(Closed) Alcohol at Reception Question

posted 4 years ago in Reception
Post # 2
3378 posts
Sugar bee
  • Wedding: December 2011

This calculator might help you have some estimate on how much to buy, since it’s going to vary depending on the length of the reception and the make-up of your guest list (adults, children, heavy drinkers, tee-totalers, etc.).


I’ll just say, from my experience, people had no problem with a limited open bar at our wedding.  We actually only offered wine and beer (there was no liquor available, not even for cash – we had guests who I knew would get crazy with shots, and just didn’t want it to be an option), and I heard no complaints.  People had a lot of fun, and we got a lot of compliments on having kegs of specialty beer available – I think you might get the same response from having your signature drinks in addition to beer and wine.  

Maybe, if you want to limit the drinks available, choose signature drinks that vary (different liquors, sweet/not sweet) – or have your signature drinks plus a variety of other liquors on hand (more bottles of popular liquors, like vodka and rum, only one of types you think might be appreciated but used less, like scotch or amaretto).

Post # 3
9181 posts
Buzzing Beekeeper
  • Wedding: August 2013 - Rocky Mountains USA

We had a similar setup for our wedding. We had just beer and wine, not even any signature drinks because it was too much of a hassle at the last minute, and it was fine! Our crowd are mostly beer and wine drinkers anyway though. We had 4 types of beer, including microbrews and 1 light domestic, and 4 types of wine, two white and two red.

As for amounts, what we did was use a few online calculators (I know Evite had a good one). Then also just go through your whole guest list and add up how much you think each person would drink, assuming you know them that well. Remember that receptions often go from 5 or 6 to 11 or later, so that’s a lot of drinking time.
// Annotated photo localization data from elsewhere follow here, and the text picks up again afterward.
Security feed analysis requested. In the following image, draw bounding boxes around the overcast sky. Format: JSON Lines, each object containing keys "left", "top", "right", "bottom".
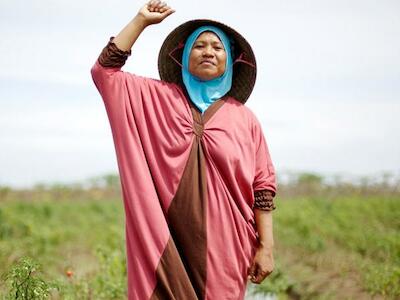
{"left": 0, "top": 0, "right": 399, "bottom": 188}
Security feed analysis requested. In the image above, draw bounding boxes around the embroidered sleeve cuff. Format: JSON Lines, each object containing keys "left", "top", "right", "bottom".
{"left": 253, "top": 189, "right": 276, "bottom": 211}
{"left": 98, "top": 36, "right": 132, "bottom": 68}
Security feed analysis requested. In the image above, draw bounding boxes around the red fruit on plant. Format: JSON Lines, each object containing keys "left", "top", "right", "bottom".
{"left": 66, "top": 270, "right": 73, "bottom": 277}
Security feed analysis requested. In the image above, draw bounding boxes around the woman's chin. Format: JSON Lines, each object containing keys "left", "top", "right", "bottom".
{"left": 193, "top": 72, "right": 220, "bottom": 81}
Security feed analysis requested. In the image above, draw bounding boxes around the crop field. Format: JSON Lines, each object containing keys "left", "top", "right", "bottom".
{"left": 0, "top": 174, "right": 399, "bottom": 299}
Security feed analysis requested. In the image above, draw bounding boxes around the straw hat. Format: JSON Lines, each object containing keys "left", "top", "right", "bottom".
{"left": 158, "top": 19, "right": 257, "bottom": 104}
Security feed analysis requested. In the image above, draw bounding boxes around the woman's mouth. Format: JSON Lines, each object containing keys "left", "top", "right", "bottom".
{"left": 200, "top": 60, "right": 215, "bottom": 66}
Average all those calculations together, then add another 20% just in case, especially since you can return leftovers. Running out of alcohol was basically my worst nightmare!

Post # 4
448 posts
Helper bee
  • Wedding: May 2015


Post # 5
9548 posts
Buzzing Beekeeper
  • Wedding: August 2013

We did beer (a big mix, Coors Light, Yeungling, Great Lakes etc) and wine (red, white, blush) and signature drinks (Old Fashioned, Vodka Lemonade and Hurricane). It worked great. There was something for everyone and it was much easier and cheaper than a full open bar.

Post # 6
9916 posts
Buzzing Beekeeper
  • Wedding: June 2013

I would decide what to offer based on your guests.  Are they bigger wine and beer drinkers, or are they hard liquor drinkers?  At our reception, we had red and white wine, local beer, and then gin and whisky.  We also had grapefruit soda and then regular sodas, oh and tonic for gin and tonic.  We based those choices on what we know our guests like to drink.  To determine how much, you can use a calculator like the one above.  Are you allowed to take home the extra alcohol?

Post # 7
3588 posts
Sugar bee
  • Wedding: January 2000

1) I think signature cocktails are stupid, a product of the wedding industrial complex, and often undrinkable to boot. Skip them.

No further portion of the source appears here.